In Terry’s interview with ASQ, GM isn’t promising that they’ll exceed your expectations, but rather are being a little more cautious and simply promising you that the “product will do everything they say it will do.” It feels like they are promoting the idea that the same promise wasn’t assumed before. And, then the consumer (or employee) wonders why not? It also seems inconsistent with their mission, which states that “GM will design, build and sell the world’s best vehicles.” It sounds like the message is that they’re going to shoot for the best, but will promise that it will at least do what we say it will. Either way, if quality is defined as meeting or exceeding expectations, you can’t negate they have repositioned themselves into a quality-centric organization. That’s a good thing…

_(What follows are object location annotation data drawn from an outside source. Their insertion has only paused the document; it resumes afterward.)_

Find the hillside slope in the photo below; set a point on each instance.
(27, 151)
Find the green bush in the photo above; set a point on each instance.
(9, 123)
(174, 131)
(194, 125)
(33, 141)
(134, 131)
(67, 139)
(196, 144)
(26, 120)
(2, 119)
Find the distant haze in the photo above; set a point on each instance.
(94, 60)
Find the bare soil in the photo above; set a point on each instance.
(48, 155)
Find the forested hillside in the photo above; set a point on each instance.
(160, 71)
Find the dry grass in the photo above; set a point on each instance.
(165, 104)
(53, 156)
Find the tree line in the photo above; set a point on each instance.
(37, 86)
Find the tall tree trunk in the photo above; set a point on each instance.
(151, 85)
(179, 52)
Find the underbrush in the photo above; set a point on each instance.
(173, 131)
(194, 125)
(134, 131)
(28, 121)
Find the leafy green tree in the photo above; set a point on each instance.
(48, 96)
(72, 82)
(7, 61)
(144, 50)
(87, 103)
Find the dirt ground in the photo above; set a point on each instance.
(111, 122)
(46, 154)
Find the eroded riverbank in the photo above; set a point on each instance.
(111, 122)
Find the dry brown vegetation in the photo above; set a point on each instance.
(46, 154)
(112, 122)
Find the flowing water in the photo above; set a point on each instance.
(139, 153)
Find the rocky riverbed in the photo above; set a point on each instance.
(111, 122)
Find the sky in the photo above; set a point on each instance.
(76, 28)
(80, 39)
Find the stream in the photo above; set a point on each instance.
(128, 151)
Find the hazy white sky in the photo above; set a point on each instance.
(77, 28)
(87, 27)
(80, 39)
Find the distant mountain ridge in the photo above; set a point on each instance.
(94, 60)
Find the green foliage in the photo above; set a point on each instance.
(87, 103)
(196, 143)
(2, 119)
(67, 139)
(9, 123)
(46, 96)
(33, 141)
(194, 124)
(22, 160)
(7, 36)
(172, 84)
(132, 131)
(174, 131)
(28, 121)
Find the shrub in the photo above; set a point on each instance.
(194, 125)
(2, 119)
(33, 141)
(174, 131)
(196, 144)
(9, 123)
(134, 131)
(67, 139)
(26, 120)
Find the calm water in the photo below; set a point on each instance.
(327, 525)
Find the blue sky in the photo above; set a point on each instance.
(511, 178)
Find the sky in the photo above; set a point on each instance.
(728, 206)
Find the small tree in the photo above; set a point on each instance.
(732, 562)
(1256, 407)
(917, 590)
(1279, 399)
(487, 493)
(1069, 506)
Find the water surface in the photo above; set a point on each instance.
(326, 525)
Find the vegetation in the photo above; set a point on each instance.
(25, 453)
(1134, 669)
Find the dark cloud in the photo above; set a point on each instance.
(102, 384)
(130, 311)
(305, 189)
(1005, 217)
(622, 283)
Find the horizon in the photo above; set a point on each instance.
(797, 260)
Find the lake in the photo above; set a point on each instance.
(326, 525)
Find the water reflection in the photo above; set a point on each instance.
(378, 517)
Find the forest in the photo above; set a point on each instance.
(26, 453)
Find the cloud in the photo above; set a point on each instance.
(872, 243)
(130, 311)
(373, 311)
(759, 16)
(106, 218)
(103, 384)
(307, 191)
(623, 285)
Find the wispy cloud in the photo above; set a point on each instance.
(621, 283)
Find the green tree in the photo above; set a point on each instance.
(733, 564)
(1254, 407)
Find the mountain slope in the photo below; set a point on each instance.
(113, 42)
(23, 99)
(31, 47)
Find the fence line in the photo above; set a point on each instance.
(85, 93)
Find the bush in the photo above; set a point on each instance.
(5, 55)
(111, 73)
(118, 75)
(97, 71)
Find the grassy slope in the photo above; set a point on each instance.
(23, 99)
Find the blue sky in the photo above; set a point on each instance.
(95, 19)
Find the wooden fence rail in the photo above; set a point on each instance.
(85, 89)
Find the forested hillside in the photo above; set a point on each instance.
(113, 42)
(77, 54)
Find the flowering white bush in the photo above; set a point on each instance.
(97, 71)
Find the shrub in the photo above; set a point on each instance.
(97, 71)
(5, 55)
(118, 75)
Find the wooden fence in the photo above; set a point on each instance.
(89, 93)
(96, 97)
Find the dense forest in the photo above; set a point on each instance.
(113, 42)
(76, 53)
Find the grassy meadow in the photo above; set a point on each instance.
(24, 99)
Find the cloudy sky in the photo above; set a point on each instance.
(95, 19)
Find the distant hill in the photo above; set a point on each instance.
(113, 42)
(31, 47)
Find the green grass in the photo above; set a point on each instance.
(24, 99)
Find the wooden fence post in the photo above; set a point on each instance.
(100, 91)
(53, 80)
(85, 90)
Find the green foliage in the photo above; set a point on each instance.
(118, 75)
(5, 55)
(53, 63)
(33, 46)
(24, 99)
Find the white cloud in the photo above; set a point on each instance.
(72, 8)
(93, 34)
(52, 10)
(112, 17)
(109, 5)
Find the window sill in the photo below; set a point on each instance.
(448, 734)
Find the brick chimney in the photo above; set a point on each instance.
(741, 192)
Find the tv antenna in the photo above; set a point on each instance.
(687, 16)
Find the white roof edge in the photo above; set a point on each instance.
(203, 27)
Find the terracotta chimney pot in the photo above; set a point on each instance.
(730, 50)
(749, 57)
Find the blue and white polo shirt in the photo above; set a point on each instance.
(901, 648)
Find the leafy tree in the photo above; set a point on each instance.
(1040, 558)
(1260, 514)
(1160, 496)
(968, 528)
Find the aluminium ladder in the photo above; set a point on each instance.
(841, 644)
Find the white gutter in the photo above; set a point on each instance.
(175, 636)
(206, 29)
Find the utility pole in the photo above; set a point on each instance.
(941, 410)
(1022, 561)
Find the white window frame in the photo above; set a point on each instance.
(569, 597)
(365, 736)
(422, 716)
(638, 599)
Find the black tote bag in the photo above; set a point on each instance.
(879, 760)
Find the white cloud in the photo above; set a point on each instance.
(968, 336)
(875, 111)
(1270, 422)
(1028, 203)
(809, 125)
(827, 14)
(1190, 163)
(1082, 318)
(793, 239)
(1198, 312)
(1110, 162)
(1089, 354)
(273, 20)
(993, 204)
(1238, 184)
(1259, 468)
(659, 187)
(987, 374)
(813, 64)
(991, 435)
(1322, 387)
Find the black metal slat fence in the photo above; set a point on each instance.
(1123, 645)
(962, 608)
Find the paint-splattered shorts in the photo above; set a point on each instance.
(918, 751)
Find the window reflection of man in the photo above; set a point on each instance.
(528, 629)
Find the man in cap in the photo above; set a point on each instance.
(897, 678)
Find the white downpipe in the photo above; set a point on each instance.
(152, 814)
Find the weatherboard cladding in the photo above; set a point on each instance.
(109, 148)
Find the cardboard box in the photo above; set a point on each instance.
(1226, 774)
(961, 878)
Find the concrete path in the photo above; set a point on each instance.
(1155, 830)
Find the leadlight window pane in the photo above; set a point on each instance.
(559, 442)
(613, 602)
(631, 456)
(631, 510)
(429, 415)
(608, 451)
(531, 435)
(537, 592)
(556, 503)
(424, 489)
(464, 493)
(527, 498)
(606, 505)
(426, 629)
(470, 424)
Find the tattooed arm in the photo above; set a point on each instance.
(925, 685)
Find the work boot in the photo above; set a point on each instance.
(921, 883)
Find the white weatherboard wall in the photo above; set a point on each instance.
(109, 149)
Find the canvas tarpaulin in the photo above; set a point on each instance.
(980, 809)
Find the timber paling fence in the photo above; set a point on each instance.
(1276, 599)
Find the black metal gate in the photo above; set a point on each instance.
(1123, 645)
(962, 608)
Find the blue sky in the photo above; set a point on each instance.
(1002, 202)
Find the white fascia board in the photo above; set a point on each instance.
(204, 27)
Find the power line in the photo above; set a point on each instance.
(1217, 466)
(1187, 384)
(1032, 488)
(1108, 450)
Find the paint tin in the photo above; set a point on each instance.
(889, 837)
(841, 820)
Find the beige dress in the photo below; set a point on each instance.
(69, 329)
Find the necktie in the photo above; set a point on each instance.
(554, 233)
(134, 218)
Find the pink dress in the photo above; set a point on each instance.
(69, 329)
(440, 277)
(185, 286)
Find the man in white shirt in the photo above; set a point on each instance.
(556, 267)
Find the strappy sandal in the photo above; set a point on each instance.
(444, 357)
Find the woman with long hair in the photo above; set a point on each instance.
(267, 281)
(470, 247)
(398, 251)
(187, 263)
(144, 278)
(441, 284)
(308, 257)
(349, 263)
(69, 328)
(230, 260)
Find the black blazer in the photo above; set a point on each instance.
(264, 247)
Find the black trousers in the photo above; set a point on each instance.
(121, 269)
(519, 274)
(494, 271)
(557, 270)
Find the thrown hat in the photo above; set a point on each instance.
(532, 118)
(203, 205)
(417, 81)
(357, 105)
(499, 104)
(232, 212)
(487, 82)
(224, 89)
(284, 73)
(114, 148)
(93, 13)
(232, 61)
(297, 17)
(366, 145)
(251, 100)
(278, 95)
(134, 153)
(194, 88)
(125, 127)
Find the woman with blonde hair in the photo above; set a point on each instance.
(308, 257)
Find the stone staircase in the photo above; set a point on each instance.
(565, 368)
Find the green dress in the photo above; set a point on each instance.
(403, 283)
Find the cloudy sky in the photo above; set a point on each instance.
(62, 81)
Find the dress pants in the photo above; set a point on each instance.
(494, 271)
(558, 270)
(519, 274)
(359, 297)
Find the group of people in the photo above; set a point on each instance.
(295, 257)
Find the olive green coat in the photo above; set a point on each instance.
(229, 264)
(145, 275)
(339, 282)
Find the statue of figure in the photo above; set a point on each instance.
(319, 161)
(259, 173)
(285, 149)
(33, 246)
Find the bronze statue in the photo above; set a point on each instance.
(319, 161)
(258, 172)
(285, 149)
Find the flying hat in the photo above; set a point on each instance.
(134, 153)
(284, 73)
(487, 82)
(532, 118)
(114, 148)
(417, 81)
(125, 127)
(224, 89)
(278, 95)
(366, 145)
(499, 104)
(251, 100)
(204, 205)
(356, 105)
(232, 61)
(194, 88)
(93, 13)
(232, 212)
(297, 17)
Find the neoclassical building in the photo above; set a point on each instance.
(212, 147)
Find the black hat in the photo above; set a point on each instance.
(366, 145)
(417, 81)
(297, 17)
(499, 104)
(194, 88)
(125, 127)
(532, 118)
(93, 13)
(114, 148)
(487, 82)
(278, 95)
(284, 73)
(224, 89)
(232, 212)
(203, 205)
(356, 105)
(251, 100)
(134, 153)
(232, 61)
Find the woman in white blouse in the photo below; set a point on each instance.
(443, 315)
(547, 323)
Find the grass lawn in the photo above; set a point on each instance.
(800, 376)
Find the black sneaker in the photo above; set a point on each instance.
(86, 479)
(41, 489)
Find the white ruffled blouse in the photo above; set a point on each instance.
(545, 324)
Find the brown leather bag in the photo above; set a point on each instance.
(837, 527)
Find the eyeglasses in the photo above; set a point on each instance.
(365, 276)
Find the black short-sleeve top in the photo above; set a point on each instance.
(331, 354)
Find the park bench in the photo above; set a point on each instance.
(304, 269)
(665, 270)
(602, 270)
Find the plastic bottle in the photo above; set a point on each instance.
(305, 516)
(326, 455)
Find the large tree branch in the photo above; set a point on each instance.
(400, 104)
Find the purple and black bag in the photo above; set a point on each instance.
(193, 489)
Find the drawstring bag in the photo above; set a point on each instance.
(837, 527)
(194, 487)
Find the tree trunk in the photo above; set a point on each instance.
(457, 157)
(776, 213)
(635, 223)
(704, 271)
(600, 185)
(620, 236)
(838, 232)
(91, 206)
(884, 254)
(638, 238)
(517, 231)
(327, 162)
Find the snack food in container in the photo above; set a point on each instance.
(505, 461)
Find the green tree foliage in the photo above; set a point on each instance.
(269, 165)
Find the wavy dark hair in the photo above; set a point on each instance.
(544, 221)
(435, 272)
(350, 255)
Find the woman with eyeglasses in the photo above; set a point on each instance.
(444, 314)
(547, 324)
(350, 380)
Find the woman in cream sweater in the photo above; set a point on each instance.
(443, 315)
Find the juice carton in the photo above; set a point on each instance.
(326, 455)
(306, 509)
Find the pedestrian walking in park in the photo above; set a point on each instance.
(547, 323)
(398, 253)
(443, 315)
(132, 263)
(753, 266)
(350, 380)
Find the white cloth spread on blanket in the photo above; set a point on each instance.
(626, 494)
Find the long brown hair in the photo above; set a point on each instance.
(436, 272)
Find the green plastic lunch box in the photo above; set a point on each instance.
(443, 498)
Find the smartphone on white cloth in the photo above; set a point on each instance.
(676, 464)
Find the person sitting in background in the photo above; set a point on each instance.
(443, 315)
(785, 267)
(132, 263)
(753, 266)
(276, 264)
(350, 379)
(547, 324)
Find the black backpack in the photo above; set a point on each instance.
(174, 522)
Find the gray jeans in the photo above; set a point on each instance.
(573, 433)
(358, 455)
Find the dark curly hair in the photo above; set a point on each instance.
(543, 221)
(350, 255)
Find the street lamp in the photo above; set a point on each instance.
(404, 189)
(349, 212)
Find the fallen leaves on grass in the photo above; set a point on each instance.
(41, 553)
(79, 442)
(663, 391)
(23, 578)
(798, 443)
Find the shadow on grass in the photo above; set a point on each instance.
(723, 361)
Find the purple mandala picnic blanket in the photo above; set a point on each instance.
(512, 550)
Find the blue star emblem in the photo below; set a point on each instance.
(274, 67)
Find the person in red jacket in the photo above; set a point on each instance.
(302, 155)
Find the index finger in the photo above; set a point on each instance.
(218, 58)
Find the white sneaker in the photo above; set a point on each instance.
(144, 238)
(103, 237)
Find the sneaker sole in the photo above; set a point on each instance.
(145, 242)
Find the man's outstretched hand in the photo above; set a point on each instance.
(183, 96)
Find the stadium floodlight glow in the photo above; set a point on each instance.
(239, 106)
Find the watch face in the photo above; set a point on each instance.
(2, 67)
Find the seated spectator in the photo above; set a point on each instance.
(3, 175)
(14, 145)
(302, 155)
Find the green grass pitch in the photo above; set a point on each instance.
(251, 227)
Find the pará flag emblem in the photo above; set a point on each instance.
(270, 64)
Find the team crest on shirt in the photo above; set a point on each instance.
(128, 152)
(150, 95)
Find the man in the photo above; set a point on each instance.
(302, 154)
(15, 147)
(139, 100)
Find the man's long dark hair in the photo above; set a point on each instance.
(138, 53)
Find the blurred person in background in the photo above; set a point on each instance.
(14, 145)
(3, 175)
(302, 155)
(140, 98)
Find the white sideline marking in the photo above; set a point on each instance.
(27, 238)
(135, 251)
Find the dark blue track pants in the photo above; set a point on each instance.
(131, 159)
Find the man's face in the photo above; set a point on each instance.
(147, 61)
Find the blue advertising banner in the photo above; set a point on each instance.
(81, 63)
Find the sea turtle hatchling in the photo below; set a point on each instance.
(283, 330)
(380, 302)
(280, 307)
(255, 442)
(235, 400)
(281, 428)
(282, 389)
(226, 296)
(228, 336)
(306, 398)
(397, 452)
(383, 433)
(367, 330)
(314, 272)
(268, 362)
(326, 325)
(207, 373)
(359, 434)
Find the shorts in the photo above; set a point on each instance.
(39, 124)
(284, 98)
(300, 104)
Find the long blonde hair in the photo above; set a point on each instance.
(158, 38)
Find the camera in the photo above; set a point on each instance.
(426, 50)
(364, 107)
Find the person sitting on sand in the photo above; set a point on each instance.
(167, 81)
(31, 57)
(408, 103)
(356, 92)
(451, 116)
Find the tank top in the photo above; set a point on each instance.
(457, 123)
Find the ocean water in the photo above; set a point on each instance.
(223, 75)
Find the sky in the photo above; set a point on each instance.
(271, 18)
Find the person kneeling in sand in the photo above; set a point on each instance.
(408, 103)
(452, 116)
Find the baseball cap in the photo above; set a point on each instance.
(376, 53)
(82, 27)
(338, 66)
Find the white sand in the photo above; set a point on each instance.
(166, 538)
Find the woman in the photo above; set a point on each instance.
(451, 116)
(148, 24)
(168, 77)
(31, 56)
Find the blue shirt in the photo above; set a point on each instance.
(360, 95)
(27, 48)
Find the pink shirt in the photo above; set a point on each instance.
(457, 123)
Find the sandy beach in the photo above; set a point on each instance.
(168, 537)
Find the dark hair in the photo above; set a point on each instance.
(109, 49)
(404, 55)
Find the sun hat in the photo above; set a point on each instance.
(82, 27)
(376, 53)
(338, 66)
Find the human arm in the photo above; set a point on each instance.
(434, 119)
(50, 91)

That said, I do think Laurel Nelson-Rowe poses an interesting question when she asks if companies must sometimes (often? regularly?) undergo radical organizational change or substantial economic shifts to get back to rigorous quality systems? And, the answer is a resounding yes to both. As an industry historically resistant to change, I think the U.S. auto industry is the best example of this. Also, I don’t think “radical” organizational change is necessary on a regular basis, although the assessment of such change is. If companies are out there scanning the environment and examining internal and external factors affecting their objectives and performance, then they will be able to make ongoing small changes as necessary for realignment. Of course, regular strategic (macro) level assessments are necessary as well in order to determine if the objectives set remain relevant. GM learned this the hard way.
“By failing to plan, you are preparing to fail.” ~Benjamin Franklin
Regarding corporate culture, I think this is something that must be seen and heard. It can’t just be words in a mission statement. You have to feel it, both as someone working for the organization and as a consumer in general looking in from the outside. Reinforcement of the corporate culture must be ongoing and incorporate managements’ passion, dedication and overall support. While it all seems obvious, we also must make sure we employ the right people that fit the expected corporate culture model. Reinforcing is much easier than reeducating.
I am rooting for GM to succeed as a leader in the industry and do see passion, dedication and overall support coming from people like Terry. I suppose the proof is in the pudding.